Does RL work in practice? I have seen many impressive applications of end-to-end deep learning, but nothing impressive at all when it comes to RL in the real world (especially when compared to control theory in robotics domain).
Yes especially if you are willing to broaden your definition to include multi-armed or contextual bandits (of which Markov decision processes that RL algorithms solve are a generalization). Lot of internet ad companies etc. use those successfully.
Maybe best foreigner (non-Korean) Protoss player. The match that AlphaStar lost had actions restricted to a single screen. Before AlphaStar could see and control everything that was not in the fog of war simultaneously. Still quite impressive though.
I agree with you and would like to add that he is probably not the best non-korean Protoss either. The blog presenting AlphaStar itself only claims he is one of the worlds strongest players and link to this post: https://liquipedia.net/starcraft2/2018_StarCraft_II_World_Ch... showing Mana at 5th best non-korean Protoss players in the World Championship series.
AlphaStar has gotten critisism for it having unfair advantages. It was 5-0 against Mana when it could see and control the whole map at once for example. But after a camera-restriction was given (so it sees the map like humans) it lost 0-1.
With all this said, it is still impressive. Best bot we have by far in sc2!
Less than four years ago our state-of-the-art RL system (DQN) could only beat some Atari games. Now we can almost beat best human player in SC. That to me is very impressive.
Disclosure: I work at Google (and with the folks at OpenAI).
Are you familiar with OpenAI's Dactyl? [1]. I could see you saying it's perhaps not a leap forward versus classical techniques like their DOTA bot (OpenAI Five), but I assume part of that is just that they're getting started.
There's also the PlaNet work from Google and DeepMind [2] that's been announced more recently.
I don't know what your thresholds for impressive might be, or what your basis of comparison is, but pure control theory seems to be at a bit of a dead end, whereas reinforcement learning allows for greater flexibility and robustness for control tasks, subject to your willingness to gather (or simulate) a lot of training data[0].
See for example this video[1] in which OpenAI shows off a robotic arm with "unprecedented" dexterity.
> nothing impressive at all when it comes to RL in the real world
Apparently, many people on this website think Go and StarCraft qualify as "the real world". Majority of them probably never even heard of blocks world and SHRDLU.
AFAIK, the biggest problem in reinforcement learning still is connecting the final outcome with individual actions you took to achieve it. This hits you hard when you move from toy domains to real-world problems, because you can't replay real-world scenarios thousands of times, and even if you do, you can can get completely different results due to various random and external factors.
This can be somewhat mitigated by taking Marvin Minsky approach and building / using a simulation of the problem instead of the real thing. However, in many domains building a realistic simulation of the domain is significantly harder than supervising learning.
Somehow this reminds me of one I missed: all the simulation-based driving improvements at Waymo, Cruise and others. Hard to know if it's strictly RL or not from "we train neural networks while driving in simulation" but it's similar enough for my taste.
I'll be curious to see the set of domains where a hybrid approach (some real world, lots of simulation) works out. The nice thing about simulation is that you can experience lots of things that you never want happening in the real world (e.g., child runs in front of car with only X00 ms to impact). Trading off the difficulty of accurate simulation versus needing to trust that the model will behave correctly under a situation you could have simulated, will (likely) be an interesting liability challenge for autonomous driving at the least.
A common misconception is that self-driving car companies (outside of a few smaller startups) are using RL to drive the car. They are not. They use deep learning for perception systems which produce tangible outputs that can be processed by what amounts to expert systems.

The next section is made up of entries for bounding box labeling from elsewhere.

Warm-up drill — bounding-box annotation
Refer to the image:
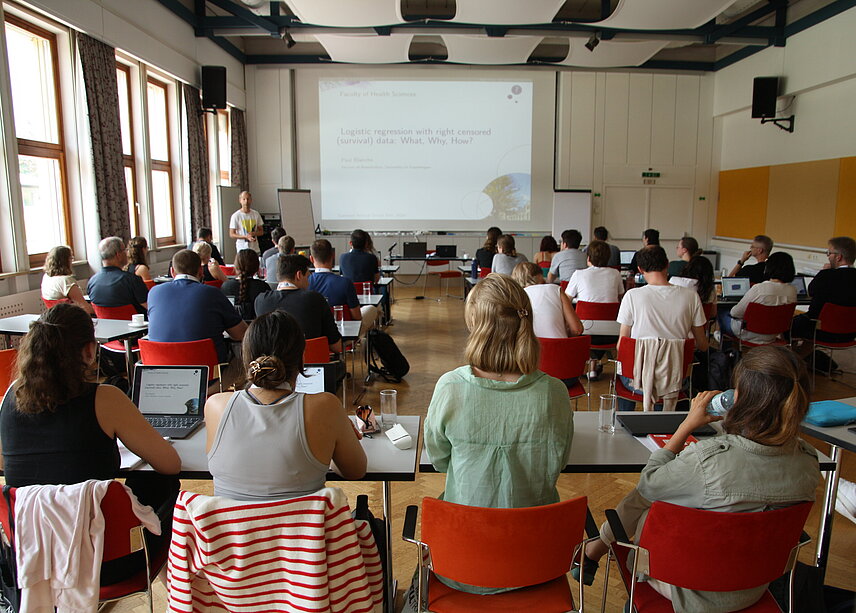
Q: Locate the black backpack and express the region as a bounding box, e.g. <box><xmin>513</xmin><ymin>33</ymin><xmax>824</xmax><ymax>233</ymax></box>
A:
<box><xmin>369</xmin><ymin>329</ymin><xmax>410</xmax><ymax>383</ymax></box>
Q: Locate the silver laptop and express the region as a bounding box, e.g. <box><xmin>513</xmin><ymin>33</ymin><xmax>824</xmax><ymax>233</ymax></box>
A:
<box><xmin>722</xmin><ymin>277</ymin><xmax>750</xmax><ymax>300</ymax></box>
<box><xmin>132</xmin><ymin>365</ymin><xmax>208</xmax><ymax>439</ymax></box>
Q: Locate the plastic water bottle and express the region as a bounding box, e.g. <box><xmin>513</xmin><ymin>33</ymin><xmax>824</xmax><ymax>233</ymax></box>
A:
<box><xmin>707</xmin><ymin>390</ymin><xmax>734</xmax><ymax>417</ymax></box>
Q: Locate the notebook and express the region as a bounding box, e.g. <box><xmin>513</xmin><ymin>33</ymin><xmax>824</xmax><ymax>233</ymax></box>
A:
<box><xmin>132</xmin><ymin>365</ymin><xmax>208</xmax><ymax>439</ymax></box>
<box><xmin>722</xmin><ymin>277</ymin><xmax>750</xmax><ymax>299</ymax></box>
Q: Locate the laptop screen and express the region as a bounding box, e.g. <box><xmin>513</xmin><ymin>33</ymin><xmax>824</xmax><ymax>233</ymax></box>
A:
<box><xmin>133</xmin><ymin>365</ymin><xmax>208</xmax><ymax>415</ymax></box>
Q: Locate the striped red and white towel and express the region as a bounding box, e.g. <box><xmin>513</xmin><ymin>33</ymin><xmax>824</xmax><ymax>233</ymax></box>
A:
<box><xmin>167</xmin><ymin>488</ymin><xmax>384</xmax><ymax>613</ymax></box>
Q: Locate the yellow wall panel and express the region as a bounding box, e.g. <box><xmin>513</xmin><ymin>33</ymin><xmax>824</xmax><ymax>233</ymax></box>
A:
<box><xmin>716</xmin><ymin>166</ymin><xmax>770</xmax><ymax>239</ymax></box>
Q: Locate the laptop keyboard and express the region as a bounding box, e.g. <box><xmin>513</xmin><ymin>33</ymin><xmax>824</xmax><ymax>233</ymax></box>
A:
<box><xmin>146</xmin><ymin>415</ymin><xmax>199</xmax><ymax>428</ymax></box>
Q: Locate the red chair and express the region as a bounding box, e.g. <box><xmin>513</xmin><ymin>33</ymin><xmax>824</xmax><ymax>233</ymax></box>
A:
<box><xmin>0</xmin><ymin>481</ymin><xmax>169</xmax><ymax>611</ymax></box>
<box><xmin>140</xmin><ymin>338</ymin><xmax>227</xmax><ymax>391</ymax></box>
<box><xmin>720</xmin><ymin>302</ymin><xmax>797</xmax><ymax>352</ymax></box>
<box><xmin>538</xmin><ymin>336</ymin><xmax>591</xmax><ymax>409</ymax></box>
<box><xmin>604</xmin><ymin>502</ymin><xmax>812</xmax><ymax>613</ymax></box>
<box><xmin>811</xmin><ymin>302</ymin><xmax>856</xmax><ymax>379</ymax></box>
<box><xmin>402</xmin><ymin>496</ymin><xmax>597</xmax><ymax>613</ymax></box>
<box><xmin>610</xmin><ymin>336</ymin><xmax>695</xmax><ymax>403</ymax></box>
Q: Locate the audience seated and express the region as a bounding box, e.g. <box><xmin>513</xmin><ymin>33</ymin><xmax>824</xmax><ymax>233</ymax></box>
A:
<box><xmin>573</xmin><ymin>346</ymin><xmax>820</xmax><ymax>611</ymax></box>
<box><xmin>125</xmin><ymin>236</ymin><xmax>152</xmax><ymax>281</ymax></box>
<box><xmin>728</xmin><ymin>234</ymin><xmax>773</xmax><ymax>285</ymax></box>
<box><xmin>339</xmin><ymin>229</ymin><xmax>380</xmax><ymax>283</ymax></box>
<box><xmin>490</xmin><ymin>234</ymin><xmax>529</xmax><ymax>275</ymax></box>
<box><xmin>42</xmin><ymin>245</ymin><xmax>95</xmax><ymax>315</ymax></box>
<box><xmin>256</xmin><ymin>255</ymin><xmax>342</xmax><ymax>352</ymax></box>
<box><xmin>547</xmin><ymin>230</ymin><xmax>586</xmax><ymax>283</ymax></box>
<box><xmin>476</xmin><ymin>226</ymin><xmax>502</xmax><ymax>268</ymax></box>
<box><xmin>424</xmin><ymin>273</ymin><xmax>574</xmax><ymax>593</ymax></box>
<box><xmin>719</xmin><ymin>251</ymin><xmax>797</xmax><ymax>343</ymax></box>
<box><xmin>511</xmin><ymin>262</ymin><xmax>583</xmax><ymax>338</ymax></box>
<box><xmin>220</xmin><ymin>249</ymin><xmax>270</xmax><ymax>320</ymax></box>
<box><xmin>791</xmin><ymin>236</ymin><xmax>856</xmax><ymax>354</ymax></box>
<box><xmin>0</xmin><ymin>303</ymin><xmax>181</xmax><ymax>580</ymax></box>
<box><xmin>205</xmin><ymin>308</ymin><xmax>366</xmax><ymax>501</ymax></box>
<box><xmin>264</xmin><ymin>235</ymin><xmax>294</xmax><ymax>283</ymax></box>
<box><xmin>149</xmin><ymin>249</ymin><xmax>247</xmax><ymax>364</ymax></box>
<box><xmin>86</xmin><ymin>236</ymin><xmax>149</xmax><ymax>313</ymax></box>
<box><xmin>193</xmin><ymin>241</ymin><xmax>226</xmax><ymax>283</ymax></box>
<box><xmin>309</xmin><ymin>238</ymin><xmax>378</xmax><ymax>336</ymax></box>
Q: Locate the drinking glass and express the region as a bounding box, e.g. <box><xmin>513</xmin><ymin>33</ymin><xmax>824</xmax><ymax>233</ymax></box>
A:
<box><xmin>598</xmin><ymin>394</ymin><xmax>616</xmax><ymax>434</ymax></box>
<box><xmin>380</xmin><ymin>390</ymin><xmax>398</xmax><ymax>430</ymax></box>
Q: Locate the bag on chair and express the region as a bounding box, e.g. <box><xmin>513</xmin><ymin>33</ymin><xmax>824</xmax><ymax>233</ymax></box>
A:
<box><xmin>369</xmin><ymin>329</ymin><xmax>410</xmax><ymax>383</ymax></box>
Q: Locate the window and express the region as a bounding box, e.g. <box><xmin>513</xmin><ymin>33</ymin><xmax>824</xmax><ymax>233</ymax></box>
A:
<box><xmin>6</xmin><ymin>14</ymin><xmax>71</xmax><ymax>266</ymax></box>
<box><xmin>146</xmin><ymin>77</ymin><xmax>175</xmax><ymax>245</ymax></box>
<box><xmin>116</xmin><ymin>62</ymin><xmax>140</xmax><ymax>236</ymax></box>
<box><xmin>217</xmin><ymin>110</ymin><xmax>232</xmax><ymax>185</ymax></box>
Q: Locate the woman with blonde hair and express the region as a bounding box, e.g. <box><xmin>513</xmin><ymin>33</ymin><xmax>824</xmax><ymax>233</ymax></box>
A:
<box><xmin>425</xmin><ymin>273</ymin><xmax>574</xmax><ymax>593</ymax></box>
<box><xmin>125</xmin><ymin>236</ymin><xmax>152</xmax><ymax>281</ymax></box>
<box><xmin>511</xmin><ymin>262</ymin><xmax>583</xmax><ymax>338</ymax></box>
<box><xmin>193</xmin><ymin>241</ymin><xmax>226</xmax><ymax>283</ymax></box>
<box><xmin>572</xmin><ymin>346</ymin><xmax>820</xmax><ymax>612</ymax></box>
<box><xmin>42</xmin><ymin>245</ymin><xmax>95</xmax><ymax>315</ymax></box>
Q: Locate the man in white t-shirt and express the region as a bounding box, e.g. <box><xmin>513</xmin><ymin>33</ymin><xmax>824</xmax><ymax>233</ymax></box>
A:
<box><xmin>617</xmin><ymin>245</ymin><xmax>707</xmax><ymax>411</ymax></box>
<box><xmin>229</xmin><ymin>192</ymin><xmax>264</xmax><ymax>251</ymax></box>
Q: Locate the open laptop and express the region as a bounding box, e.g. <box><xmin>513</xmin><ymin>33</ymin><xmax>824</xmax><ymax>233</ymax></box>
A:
<box><xmin>132</xmin><ymin>364</ymin><xmax>208</xmax><ymax>439</ymax></box>
<box><xmin>404</xmin><ymin>242</ymin><xmax>428</xmax><ymax>258</ymax></box>
<box><xmin>722</xmin><ymin>277</ymin><xmax>750</xmax><ymax>300</ymax></box>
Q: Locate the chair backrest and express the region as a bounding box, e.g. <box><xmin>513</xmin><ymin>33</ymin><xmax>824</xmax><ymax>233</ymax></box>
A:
<box><xmin>743</xmin><ymin>302</ymin><xmax>797</xmax><ymax>334</ymax></box>
<box><xmin>303</xmin><ymin>336</ymin><xmax>330</xmax><ymax>364</ymax></box>
<box><xmin>574</xmin><ymin>300</ymin><xmax>621</xmax><ymax>321</ymax></box>
<box><xmin>92</xmin><ymin>302</ymin><xmax>137</xmax><ymax>321</ymax></box>
<box><xmin>639</xmin><ymin>502</ymin><xmax>812</xmax><ymax>592</ymax></box>
<box><xmin>139</xmin><ymin>338</ymin><xmax>220</xmax><ymax>381</ymax></box>
<box><xmin>615</xmin><ymin>336</ymin><xmax>695</xmax><ymax>378</ymax></box>
<box><xmin>422</xmin><ymin>496</ymin><xmax>587</xmax><ymax>587</ymax></box>
<box><xmin>0</xmin><ymin>349</ymin><xmax>18</xmax><ymax>397</ymax></box>
<box><xmin>818</xmin><ymin>302</ymin><xmax>856</xmax><ymax>334</ymax></box>
<box><xmin>538</xmin><ymin>336</ymin><xmax>591</xmax><ymax>379</ymax></box>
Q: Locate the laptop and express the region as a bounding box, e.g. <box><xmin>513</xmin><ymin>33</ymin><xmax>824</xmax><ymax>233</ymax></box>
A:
<box><xmin>615</xmin><ymin>411</ymin><xmax>716</xmax><ymax>436</ymax></box>
<box><xmin>722</xmin><ymin>277</ymin><xmax>750</xmax><ymax>300</ymax></box>
<box><xmin>132</xmin><ymin>364</ymin><xmax>208</xmax><ymax>439</ymax></box>
<box><xmin>404</xmin><ymin>243</ymin><xmax>428</xmax><ymax>258</ymax></box>
<box><xmin>434</xmin><ymin>245</ymin><xmax>458</xmax><ymax>258</ymax></box>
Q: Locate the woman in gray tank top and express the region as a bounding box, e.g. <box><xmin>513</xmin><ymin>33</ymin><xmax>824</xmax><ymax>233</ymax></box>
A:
<box><xmin>205</xmin><ymin>311</ymin><xmax>366</xmax><ymax>500</ymax></box>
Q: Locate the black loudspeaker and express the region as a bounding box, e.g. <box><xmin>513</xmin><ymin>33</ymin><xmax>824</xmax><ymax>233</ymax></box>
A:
<box><xmin>752</xmin><ymin>77</ymin><xmax>779</xmax><ymax>118</ymax></box>
<box><xmin>202</xmin><ymin>66</ymin><xmax>226</xmax><ymax>109</ymax></box>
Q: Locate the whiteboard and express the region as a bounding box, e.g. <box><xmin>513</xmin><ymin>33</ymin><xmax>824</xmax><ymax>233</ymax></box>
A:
<box><xmin>553</xmin><ymin>189</ymin><xmax>591</xmax><ymax>244</ymax></box>
<box><xmin>276</xmin><ymin>189</ymin><xmax>315</xmax><ymax>247</ymax></box>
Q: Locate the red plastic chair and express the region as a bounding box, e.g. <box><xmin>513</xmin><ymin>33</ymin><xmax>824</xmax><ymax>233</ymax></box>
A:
<box><xmin>402</xmin><ymin>496</ymin><xmax>597</xmax><ymax>613</ymax></box>
<box><xmin>604</xmin><ymin>502</ymin><xmax>812</xmax><ymax>613</ymax></box>
<box><xmin>720</xmin><ymin>302</ymin><xmax>797</xmax><ymax>352</ymax></box>
<box><xmin>538</xmin><ymin>336</ymin><xmax>591</xmax><ymax>409</ymax></box>
<box><xmin>610</xmin><ymin>336</ymin><xmax>695</xmax><ymax>403</ymax></box>
<box><xmin>0</xmin><ymin>481</ymin><xmax>169</xmax><ymax>610</ymax></box>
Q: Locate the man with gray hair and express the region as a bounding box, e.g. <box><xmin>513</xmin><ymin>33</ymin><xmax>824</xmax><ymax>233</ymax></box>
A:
<box><xmin>86</xmin><ymin>236</ymin><xmax>149</xmax><ymax>313</ymax></box>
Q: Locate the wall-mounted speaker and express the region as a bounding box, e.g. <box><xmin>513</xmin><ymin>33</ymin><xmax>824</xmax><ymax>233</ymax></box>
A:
<box><xmin>752</xmin><ymin>77</ymin><xmax>779</xmax><ymax>119</ymax></box>
<box><xmin>202</xmin><ymin>66</ymin><xmax>226</xmax><ymax>109</ymax></box>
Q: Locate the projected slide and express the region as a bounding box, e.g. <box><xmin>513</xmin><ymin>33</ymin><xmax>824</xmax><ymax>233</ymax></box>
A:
<box><xmin>318</xmin><ymin>79</ymin><xmax>532</xmax><ymax>221</ymax></box>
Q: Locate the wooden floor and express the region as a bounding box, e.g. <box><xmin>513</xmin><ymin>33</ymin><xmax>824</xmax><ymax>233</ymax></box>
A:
<box><xmin>105</xmin><ymin>283</ymin><xmax>856</xmax><ymax>612</ymax></box>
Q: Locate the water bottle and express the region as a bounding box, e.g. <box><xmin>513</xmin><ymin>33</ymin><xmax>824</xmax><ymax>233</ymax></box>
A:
<box><xmin>707</xmin><ymin>389</ymin><xmax>734</xmax><ymax>417</ymax></box>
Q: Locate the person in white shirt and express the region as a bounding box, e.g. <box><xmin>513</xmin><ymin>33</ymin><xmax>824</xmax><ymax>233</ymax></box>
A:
<box><xmin>229</xmin><ymin>192</ymin><xmax>264</xmax><ymax>251</ymax></box>
<box><xmin>719</xmin><ymin>251</ymin><xmax>797</xmax><ymax>343</ymax></box>
<box><xmin>511</xmin><ymin>262</ymin><xmax>583</xmax><ymax>338</ymax></box>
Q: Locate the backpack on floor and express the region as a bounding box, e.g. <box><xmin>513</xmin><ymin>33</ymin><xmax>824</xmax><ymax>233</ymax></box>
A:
<box><xmin>369</xmin><ymin>329</ymin><xmax>410</xmax><ymax>383</ymax></box>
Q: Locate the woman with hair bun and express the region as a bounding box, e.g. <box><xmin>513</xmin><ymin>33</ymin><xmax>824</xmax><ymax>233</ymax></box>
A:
<box><xmin>210</xmin><ymin>311</ymin><xmax>366</xmax><ymax>500</ymax></box>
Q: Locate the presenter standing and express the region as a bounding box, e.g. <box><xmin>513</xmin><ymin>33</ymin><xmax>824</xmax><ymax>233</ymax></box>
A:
<box><xmin>229</xmin><ymin>192</ymin><xmax>264</xmax><ymax>252</ymax></box>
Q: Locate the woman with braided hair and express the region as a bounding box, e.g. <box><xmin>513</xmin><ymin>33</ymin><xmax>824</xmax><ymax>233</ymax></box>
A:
<box><xmin>205</xmin><ymin>311</ymin><xmax>366</xmax><ymax>501</ymax></box>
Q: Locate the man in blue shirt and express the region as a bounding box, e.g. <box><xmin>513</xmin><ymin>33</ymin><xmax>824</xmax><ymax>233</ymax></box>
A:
<box><xmin>339</xmin><ymin>230</ymin><xmax>380</xmax><ymax>283</ymax></box>
<box><xmin>86</xmin><ymin>236</ymin><xmax>149</xmax><ymax>313</ymax></box>
<box><xmin>149</xmin><ymin>249</ymin><xmax>247</xmax><ymax>362</ymax></box>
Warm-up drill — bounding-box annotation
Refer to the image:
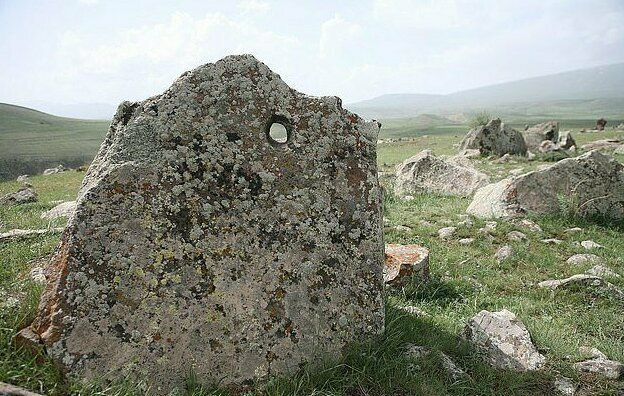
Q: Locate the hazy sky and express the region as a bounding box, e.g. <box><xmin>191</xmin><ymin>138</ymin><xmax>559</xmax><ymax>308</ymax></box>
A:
<box><xmin>0</xmin><ymin>0</ymin><xmax>624</xmax><ymax>108</ymax></box>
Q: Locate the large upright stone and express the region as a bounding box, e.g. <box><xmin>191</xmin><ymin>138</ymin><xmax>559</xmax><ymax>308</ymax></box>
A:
<box><xmin>21</xmin><ymin>55</ymin><xmax>384</xmax><ymax>394</ymax></box>
<box><xmin>459</xmin><ymin>118</ymin><xmax>527</xmax><ymax>156</ymax></box>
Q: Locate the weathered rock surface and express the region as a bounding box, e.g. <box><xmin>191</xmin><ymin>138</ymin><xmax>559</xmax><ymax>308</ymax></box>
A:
<box><xmin>0</xmin><ymin>187</ymin><xmax>39</xmax><ymax>205</ymax></box>
<box><xmin>574</xmin><ymin>358</ymin><xmax>624</xmax><ymax>380</ymax></box>
<box><xmin>466</xmin><ymin>151</ymin><xmax>624</xmax><ymax>220</ymax></box>
<box><xmin>20</xmin><ymin>55</ymin><xmax>384</xmax><ymax>394</ymax></box>
<box><xmin>520</xmin><ymin>121</ymin><xmax>559</xmax><ymax>152</ymax></box>
<box><xmin>383</xmin><ymin>244</ymin><xmax>429</xmax><ymax>285</ymax></box>
<box><xmin>566</xmin><ymin>253</ymin><xmax>604</xmax><ymax>265</ymax></box>
<box><xmin>459</xmin><ymin>119</ymin><xmax>527</xmax><ymax>156</ymax></box>
<box><xmin>465</xmin><ymin>309</ymin><xmax>546</xmax><ymax>371</ymax></box>
<box><xmin>0</xmin><ymin>228</ymin><xmax>63</xmax><ymax>242</ymax></box>
<box><xmin>41</xmin><ymin>201</ymin><xmax>76</xmax><ymax>220</ymax></box>
<box><xmin>395</xmin><ymin>150</ymin><xmax>490</xmax><ymax>196</ymax></box>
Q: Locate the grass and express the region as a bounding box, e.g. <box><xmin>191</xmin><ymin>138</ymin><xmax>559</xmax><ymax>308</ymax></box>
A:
<box><xmin>0</xmin><ymin>117</ymin><xmax>624</xmax><ymax>396</ymax></box>
<box><xmin>0</xmin><ymin>103</ymin><xmax>110</xmax><ymax>180</ymax></box>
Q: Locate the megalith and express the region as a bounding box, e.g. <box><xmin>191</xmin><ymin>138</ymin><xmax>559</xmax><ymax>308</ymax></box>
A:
<box><xmin>18</xmin><ymin>55</ymin><xmax>384</xmax><ymax>394</ymax></box>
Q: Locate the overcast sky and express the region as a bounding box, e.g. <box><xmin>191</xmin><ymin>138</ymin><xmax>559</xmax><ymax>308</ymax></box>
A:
<box><xmin>0</xmin><ymin>0</ymin><xmax>624</xmax><ymax>110</ymax></box>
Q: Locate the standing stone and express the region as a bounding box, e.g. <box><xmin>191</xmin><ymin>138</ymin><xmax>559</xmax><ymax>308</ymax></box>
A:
<box><xmin>21</xmin><ymin>55</ymin><xmax>384</xmax><ymax>394</ymax></box>
<box><xmin>459</xmin><ymin>118</ymin><xmax>527</xmax><ymax>156</ymax></box>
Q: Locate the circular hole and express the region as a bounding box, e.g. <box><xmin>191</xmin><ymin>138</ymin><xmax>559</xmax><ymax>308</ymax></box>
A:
<box><xmin>269</xmin><ymin>122</ymin><xmax>288</xmax><ymax>144</ymax></box>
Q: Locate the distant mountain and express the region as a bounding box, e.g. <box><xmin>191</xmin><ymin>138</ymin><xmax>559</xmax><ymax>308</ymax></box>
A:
<box><xmin>25</xmin><ymin>101</ymin><xmax>117</xmax><ymax>120</ymax></box>
<box><xmin>0</xmin><ymin>103</ymin><xmax>110</xmax><ymax>180</ymax></box>
<box><xmin>346</xmin><ymin>63</ymin><xmax>624</xmax><ymax>118</ymax></box>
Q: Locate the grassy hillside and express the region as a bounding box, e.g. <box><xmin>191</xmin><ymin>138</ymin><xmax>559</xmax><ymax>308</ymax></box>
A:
<box><xmin>0</xmin><ymin>103</ymin><xmax>110</xmax><ymax>180</ymax></box>
<box><xmin>0</xmin><ymin>129</ymin><xmax>624</xmax><ymax>396</ymax></box>
<box><xmin>347</xmin><ymin>63</ymin><xmax>624</xmax><ymax>119</ymax></box>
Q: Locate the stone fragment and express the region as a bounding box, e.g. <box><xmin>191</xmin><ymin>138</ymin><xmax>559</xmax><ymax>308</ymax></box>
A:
<box><xmin>581</xmin><ymin>241</ymin><xmax>604</xmax><ymax>250</ymax></box>
<box><xmin>507</xmin><ymin>231</ymin><xmax>527</xmax><ymax>242</ymax></box>
<box><xmin>438</xmin><ymin>227</ymin><xmax>457</xmax><ymax>239</ymax></box>
<box><xmin>395</xmin><ymin>150</ymin><xmax>490</xmax><ymax>196</ymax></box>
<box><xmin>0</xmin><ymin>227</ymin><xmax>63</xmax><ymax>243</ymax></box>
<box><xmin>18</xmin><ymin>55</ymin><xmax>384</xmax><ymax>395</ymax></box>
<box><xmin>554</xmin><ymin>376</ymin><xmax>578</xmax><ymax>396</ymax></box>
<box><xmin>494</xmin><ymin>245</ymin><xmax>513</xmax><ymax>263</ymax></box>
<box><xmin>585</xmin><ymin>265</ymin><xmax>620</xmax><ymax>278</ymax></box>
<box><xmin>0</xmin><ymin>186</ymin><xmax>39</xmax><ymax>205</ymax></box>
<box><xmin>465</xmin><ymin>309</ymin><xmax>546</xmax><ymax>371</ymax></box>
<box><xmin>566</xmin><ymin>253</ymin><xmax>604</xmax><ymax>265</ymax></box>
<box><xmin>466</xmin><ymin>151</ymin><xmax>624</xmax><ymax>220</ymax></box>
<box><xmin>0</xmin><ymin>382</ymin><xmax>41</xmax><ymax>396</ymax></box>
<box><xmin>558</xmin><ymin>131</ymin><xmax>576</xmax><ymax>150</ymax></box>
<box><xmin>520</xmin><ymin>121</ymin><xmax>559</xmax><ymax>152</ymax></box>
<box><xmin>383</xmin><ymin>244</ymin><xmax>429</xmax><ymax>286</ymax></box>
<box><xmin>459</xmin><ymin>119</ymin><xmax>527</xmax><ymax>156</ymax></box>
<box><xmin>573</xmin><ymin>359</ymin><xmax>624</xmax><ymax>380</ymax></box>
<box><xmin>41</xmin><ymin>201</ymin><xmax>76</xmax><ymax>220</ymax></box>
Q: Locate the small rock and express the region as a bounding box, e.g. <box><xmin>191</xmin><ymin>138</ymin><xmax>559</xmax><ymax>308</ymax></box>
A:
<box><xmin>394</xmin><ymin>224</ymin><xmax>412</xmax><ymax>232</ymax></box>
<box><xmin>383</xmin><ymin>244</ymin><xmax>429</xmax><ymax>286</ymax></box>
<box><xmin>566</xmin><ymin>253</ymin><xmax>604</xmax><ymax>265</ymax></box>
<box><xmin>573</xmin><ymin>358</ymin><xmax>624</xmax><ymax>380</ymax></box>
<box><xmin>494</xmin><ymin>245</ymin><xmax>513</xmax><ymax>263</ymax></box>
<box><xmin>0</xmin><ymin>186</ymin><xmax>39</xmax><ymax>205</ymax></box>
<box><xmin>440</xmin><ymin>352</ymin><xmax>470</xmax><ymax>382</ymax></box>
<box><xmin>30</xmin><ymin>267</ymin><xmax>46</xmax><ymax>284</ymax></box>
<box><xmin>507</xmin><ymin>231</ymin><xmax>527</xmax><ymax>242</ymax></box>
<box><xmin>399</xmin><ymin>305</ymin><xmax>429</xmax><ymax>317</ymax></box>
<box><xmin>579</xmin><ymin>345</ymin><xmax>607</xmax><ymax>359</ymax></box>
<box><xmin>585</xmin><ymin>265</ymin><xmax>620</xmax><ymax>278</ymax></box>
<box><xmin>563</xmin><ymin>227</ymin><xmax>583</xmax><ymax>234</ymax></box>
<box><xmin>465</xmin><ymin>309</ymin><xmax>546</xmax><ymax>371</ymax></box>
<box><xmin>542</xmin><ymin>238</ymin><xmax>563</xmax><ymax>245</ymax></box>
<box><xmin>438</xmin><ymin>227</ymin><xmax>457</xmax><ymax>239</ymax></box>
<box><xmin>41</xmin><ymin>201</ymin><xmax>76</xmax><ymax>220</ymax></box>
<box><xmin>581</xmin><ymin>241</ymin><xmax>604</xmax><ymax>250</ymax></box>
<box><xmin>554</xmin><ymin>376</ymin><xmax>578</xmax><ymax>396</ymax></box>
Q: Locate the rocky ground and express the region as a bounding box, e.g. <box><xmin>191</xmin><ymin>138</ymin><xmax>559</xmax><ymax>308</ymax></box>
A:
<box><xmin>0</xmin><ymin>127</ymin><xmax>624</xmax><ymax>395</ymax></box>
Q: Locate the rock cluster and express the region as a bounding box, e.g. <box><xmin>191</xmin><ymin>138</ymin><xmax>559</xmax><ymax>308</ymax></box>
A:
<box><xmin>18</xmin><ymin>55</ymin><xmax>384</xmax><ymax>394</ymax></box>
<box><xmin>395</xmin><ymin>150</ymin><xmax>490</xmax><ymax>196</ymax></box>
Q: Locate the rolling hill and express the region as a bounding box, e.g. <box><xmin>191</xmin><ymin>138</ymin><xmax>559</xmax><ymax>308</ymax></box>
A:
<box><xmin>346</xmin><ymin>63</ymin><xmax>624</xmax><ymax>121</ymax></box>
<box><xmin>0</xmin><ymin>103</ymin><xmax>110</xmax><ymax>180</ymax></box>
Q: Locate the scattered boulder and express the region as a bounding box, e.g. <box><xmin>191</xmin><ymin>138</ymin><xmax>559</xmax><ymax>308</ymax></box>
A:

I work in this space and even if you could assume the RL would never make a mistake it's not auditable in the way you would need it to be for things like insurance. In general, RL isn't ready to be used in complex situations where people can die when things go bad. This ignores the sample efficiency challenges and handling unseen data.
Great book from one of my favourite profs at UofA.
It's very focused and provides examples on how to implement what I would call classic RL algorithms, and can serve as a decent intro. Don't expect to read it and implement Deep RL right away however.